I was wondering how the confidence score and similarity score (and percentage of second rank) are exactly calculated and how they’re related, and why the exact confidence score per linked entity is not returned with the response.
I first assumed that confidence score and similarity score were interchangeable, but when I change the confidence score in my request to the English DBpedia service, the similarity scores don’t seem to have anything to do with it. For example:
!curl https://api.dbpedia-spotlight.org/en/annotate \
--data-urlencode \
"text=Let's see if Barack Obama gets returned." \
--data "confidence=0.35" \
-H "Accept: application/json"
Returns:
{
"@text":" Let\u0027s see if Barack Obama gets returned.",
"@confidence":"0.35",
...
"Resources": [
{"@URI":"http://dbpedia.org/resource/Barack_Obama",...,"@similarityScore":"0.9999768670173619","@percentageOfSecondRank":"1.4176930027341333E-5"}
]
}
While when I change the confidence score to 0.30, I get more linked entities (as expected), but their similarity score is in the 0.7* to 0.9* range.

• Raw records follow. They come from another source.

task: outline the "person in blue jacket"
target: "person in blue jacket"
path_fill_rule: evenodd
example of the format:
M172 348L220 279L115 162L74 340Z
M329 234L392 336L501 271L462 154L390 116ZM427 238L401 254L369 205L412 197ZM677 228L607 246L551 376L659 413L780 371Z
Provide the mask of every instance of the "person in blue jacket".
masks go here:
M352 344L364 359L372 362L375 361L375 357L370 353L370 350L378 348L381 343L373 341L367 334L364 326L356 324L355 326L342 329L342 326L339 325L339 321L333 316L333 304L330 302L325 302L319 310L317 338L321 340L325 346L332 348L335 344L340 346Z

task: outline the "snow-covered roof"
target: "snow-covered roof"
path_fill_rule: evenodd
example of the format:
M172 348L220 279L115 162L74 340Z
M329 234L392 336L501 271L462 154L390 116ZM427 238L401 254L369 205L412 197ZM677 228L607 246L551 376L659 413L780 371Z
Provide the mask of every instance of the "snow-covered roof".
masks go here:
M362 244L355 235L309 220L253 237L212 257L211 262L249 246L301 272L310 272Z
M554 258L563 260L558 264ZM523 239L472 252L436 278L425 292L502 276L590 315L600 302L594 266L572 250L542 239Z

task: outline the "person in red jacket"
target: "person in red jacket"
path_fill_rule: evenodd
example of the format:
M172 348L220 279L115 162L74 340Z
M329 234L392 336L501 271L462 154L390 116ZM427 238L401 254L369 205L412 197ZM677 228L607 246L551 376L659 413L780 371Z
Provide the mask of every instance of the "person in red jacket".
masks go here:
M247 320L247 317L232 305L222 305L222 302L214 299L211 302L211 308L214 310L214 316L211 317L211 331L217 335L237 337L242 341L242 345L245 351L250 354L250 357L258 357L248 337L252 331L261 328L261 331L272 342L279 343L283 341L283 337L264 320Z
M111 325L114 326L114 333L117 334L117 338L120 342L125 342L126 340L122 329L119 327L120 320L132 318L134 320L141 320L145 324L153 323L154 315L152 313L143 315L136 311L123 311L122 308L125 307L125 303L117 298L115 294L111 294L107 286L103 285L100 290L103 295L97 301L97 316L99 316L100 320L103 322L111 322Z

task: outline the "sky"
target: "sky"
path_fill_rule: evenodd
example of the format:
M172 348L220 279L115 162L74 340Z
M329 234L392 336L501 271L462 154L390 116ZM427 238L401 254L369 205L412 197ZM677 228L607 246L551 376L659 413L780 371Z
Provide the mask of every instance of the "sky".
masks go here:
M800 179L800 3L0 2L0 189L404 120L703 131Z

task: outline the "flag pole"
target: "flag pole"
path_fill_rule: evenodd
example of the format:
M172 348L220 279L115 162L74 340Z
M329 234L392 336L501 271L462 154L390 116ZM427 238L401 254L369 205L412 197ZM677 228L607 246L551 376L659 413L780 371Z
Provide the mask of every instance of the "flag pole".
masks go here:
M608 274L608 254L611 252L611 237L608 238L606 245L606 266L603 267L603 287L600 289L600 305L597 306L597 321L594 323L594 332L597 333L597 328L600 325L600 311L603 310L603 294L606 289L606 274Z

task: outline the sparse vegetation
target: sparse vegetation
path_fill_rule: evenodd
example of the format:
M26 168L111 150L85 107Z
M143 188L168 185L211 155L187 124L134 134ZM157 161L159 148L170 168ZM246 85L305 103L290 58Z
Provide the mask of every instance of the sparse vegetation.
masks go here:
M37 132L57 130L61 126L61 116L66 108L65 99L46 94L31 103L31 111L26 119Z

For example:
!curl https://api.dbpedia-spotlight.org/en/annotate \
--data-urlencode \
"text=Let's see if Barack Obama gets returned." \
--data "confidence=0.30" \
-H "Accept: application/json"
Yields:
{
"@text":" Let\u0027s see if Barack Obama gets returned.",
"@confidence":"0.3",
...
"Resources":[
{"@URI":"http://dbpedia.org/resource/Let_Kunovice",...,"@similarityScore":"0.988353121842901","@percentageOfSecondRank":"0.0"},
{"@URI":"http://dbpedia.org/resource/Barack_Obama",...,"@similarityScore":"0.9999768670173619","@percentageOfSecondRank":"1.4176930027341333E-5"},
{"@URI":"http://dbpedia.org/resource/Election",...,"@similarityScore":"0.7815718876846338","@percentageOfSecondRank":"0.15053384173951967"}
]
}
Is the confidence score calculated through the similarity score AND the percentage of second rank (e.g. some sort of distance)? I was wondering how to apply some post-process filtering on the linked entities.